Ben Laurie weighed in on this:
“It is interesting that being liberal in what you accept is the base cause of this misbehaviour,” Laurie says. “Perhaps it is time the idea was revisited.”
That’s a reference to the late Jon Postel‘s dictum (from RFC 793) of “be conservative in what you do, be liberal in what you accept from others”. This is done in the name of robustness: if you’re liberal in what you accept, you can recover from data corruption caused by unanticipated problems.
Laurie’s right. The problem is that being liberal in what you accept inevitably leads to a systemic corruption. Look at the display layer of the Web. For years, browsers have been liberal in what markup they accept. What did it get us? Tag soup.

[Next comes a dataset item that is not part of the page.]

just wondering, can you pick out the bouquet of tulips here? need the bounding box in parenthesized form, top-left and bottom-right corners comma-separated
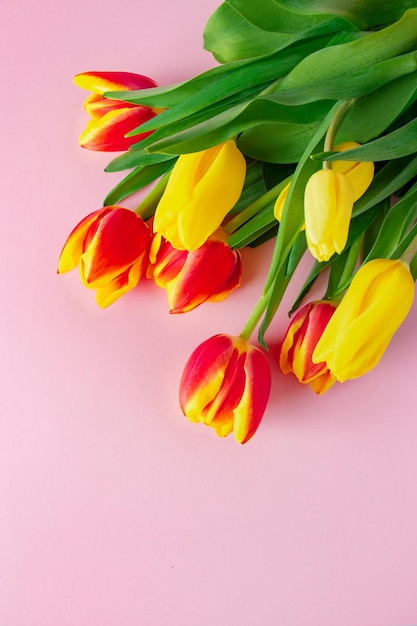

The minute browsers allowed authors to be lazy, authors were lazy. The tools written to help authors encoded that laziness. Browsers had to make sure they could deal with even more laziness, and the tools kept up. Just to get CSS out of that death spiral, we (as a field) had to invent, implement, and explain DOCTYPE switching.
In XML, it’s defined that a user agent must throw an error on malformed markup and stop. No error recovery attempts, just a big old “this is broken” message. Gecko already does this, if you get it into full-on XML mode. It won’t do it on HTML and XHTML served as
text/html, though, because too many Web pages would just break. If you serve up XHTML as
application/xml+xhtml, and it’s malformed, you’ll be treated to an error message. Period.
And would that be so bad, even for HTML? After all, if IE did it, you can be sure that people would fix their markup. If browsers had done it from the beginning, markup would not have been malformed in the first place. (Weird and abnormal, perhaps, but not actually malformed.) Håkon said five years ago that “be liberal in what you accept” is what broke the Web, markup- and style-wise. It’s been a longer fight than that to start lifting it out of that morass, and the job isn’t done.
Authors of feed aggregators have similar dilemmas. If someone subscribes to a feed, thus indicating their interest in it, and the feed is malformed, what do you do? Do you undertake error recovery in an attempt to give the user what they want, or do you just throw up an error message? If you go the error route, what happens when a competitor does the error recovery, and thus gets a reputation as being a better program, even though you know it’s actually worse? That righteous knowledge won’t pay the heating bills, come winter.
“So what?” you may shrug. “It’s not like RSS feeds can be used to breach security”.
Which is just what anyone would have said about HTTP, until very recently.
In the end, the real problem is that liberal acceptance of data will always be used. Even if every single HTTP implementor in the world got together and made sure all their implementations did exactly the same strictly correct conservatively defined thing, there would still be people sending out malformed data. They’d be crackers, script kiddies—the people who have incentive to not be conservative in what they send. The only way to stop them from sending out that malformed data is to be conservative in what your program accepts.
Even then, it might be possible to exploit loopholes, but at least they’d be flaws in the protocol itself. Finding and fixing those is important. Attempting to cope with the twisted landscape of bizarrely interacting error-recovery routines is a fool’s errand at best. Unfortunately, it’s an errand we’re all running.